In the waning days of Women’s History Month, I’ve tried to sit down and take stock of some of the progress that we have made. It is of course important to recognize that we have made some important strides in areas such as reproductive health, violence against women, and employment discrimination. But we still have a long way to go.

In January, President Obama signed the Lilly Ledbetter Fair Pay Act. The Act extends the time period in which a petitioner can challenge discriminatory compensation practices, and is an important step towards eradicating wage discrimination. Yet today, female Detroit police officers still lack something that is perhaps even more basic than equal pay: an equal opportunity to work.

Under current Detroit Police Department policy, pregnant officers are immediately placed on unpaid leave as soon as their pregnancy is disclosed. Instead of being given the opportunity to continue working at one of the many administrative positions available at the DPD, these women lose their paycheck, and in many cases, their only source of insurance. As a result, what is under normal circumstances a time of celebration is often marred by economic struggles. The ACLU of Michigan has filed a complaint against the DPD on behalf of five female officers challenging this discriminatory practice. These women do not want special treatment or extra benefits – they simply want the opportunity to continue to do their job. One officer, Angelica Robinson, was already working at a desk when she was placed on unpaid leave. Others were denied the opportunity to transfer to administrative duty during their pregnancy, notwithstanding the fact that several injured male officers were granted such positions. As a result, Officer Sha-mar Woods was forced to apply for welfare and go on Medicaid to obtain health insurance for herself and her unborn child. Unfortunately, these stories are not unique. As soon as the complaint was made public, additional stories poured into our office.

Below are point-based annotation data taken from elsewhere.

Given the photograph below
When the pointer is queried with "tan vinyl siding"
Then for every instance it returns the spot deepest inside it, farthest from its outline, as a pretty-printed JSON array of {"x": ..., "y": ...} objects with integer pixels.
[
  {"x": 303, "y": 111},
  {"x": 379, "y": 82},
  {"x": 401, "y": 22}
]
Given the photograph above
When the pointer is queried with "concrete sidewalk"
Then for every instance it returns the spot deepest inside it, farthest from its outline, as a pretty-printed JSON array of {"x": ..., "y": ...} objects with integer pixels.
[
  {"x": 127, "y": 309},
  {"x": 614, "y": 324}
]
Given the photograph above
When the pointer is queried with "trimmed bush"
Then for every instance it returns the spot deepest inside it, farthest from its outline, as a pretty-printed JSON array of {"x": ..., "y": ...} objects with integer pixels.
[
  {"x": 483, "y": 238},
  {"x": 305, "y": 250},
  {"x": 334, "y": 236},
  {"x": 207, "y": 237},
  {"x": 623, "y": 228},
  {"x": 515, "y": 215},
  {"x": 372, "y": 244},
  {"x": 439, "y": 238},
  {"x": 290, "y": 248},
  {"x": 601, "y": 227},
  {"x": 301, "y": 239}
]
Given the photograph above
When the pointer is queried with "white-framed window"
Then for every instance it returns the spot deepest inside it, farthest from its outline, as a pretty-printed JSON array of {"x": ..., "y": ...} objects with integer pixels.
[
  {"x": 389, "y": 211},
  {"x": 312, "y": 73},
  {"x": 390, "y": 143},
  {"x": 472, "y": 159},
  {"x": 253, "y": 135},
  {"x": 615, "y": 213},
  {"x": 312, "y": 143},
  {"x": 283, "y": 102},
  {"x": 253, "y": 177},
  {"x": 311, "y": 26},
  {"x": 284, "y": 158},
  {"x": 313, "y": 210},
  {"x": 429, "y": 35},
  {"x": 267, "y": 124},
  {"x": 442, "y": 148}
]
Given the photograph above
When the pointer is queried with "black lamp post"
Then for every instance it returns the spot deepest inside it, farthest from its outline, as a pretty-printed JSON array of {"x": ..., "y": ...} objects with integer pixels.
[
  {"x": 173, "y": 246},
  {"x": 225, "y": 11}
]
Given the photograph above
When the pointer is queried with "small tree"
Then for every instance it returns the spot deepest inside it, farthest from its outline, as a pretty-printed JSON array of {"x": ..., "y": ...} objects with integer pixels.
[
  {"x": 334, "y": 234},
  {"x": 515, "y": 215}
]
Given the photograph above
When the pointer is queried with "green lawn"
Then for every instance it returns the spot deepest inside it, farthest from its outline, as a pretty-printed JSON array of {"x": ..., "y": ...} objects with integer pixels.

Just this Sunday, the Detroit Free Press reported that seven Detroit Police officers who allegedly falsified arrest reports have been re-assigned to administrative desk duties during internal and criminal investigations of their behavior. It may be that crime does not pay, but under current DPD policy, alleged crimes do afford more opportunity to work for wages than pregnancy. This highlights the extreme disparity in treatment that pregnant women in the DPD continue to face. In today’s economy, the DPD’s policies have created a situation where couples literally cannot afford to expand their family. Recognizing the victories that we have already achieved, this represents the next hurdle that we must overcome in our path towards true equality for women.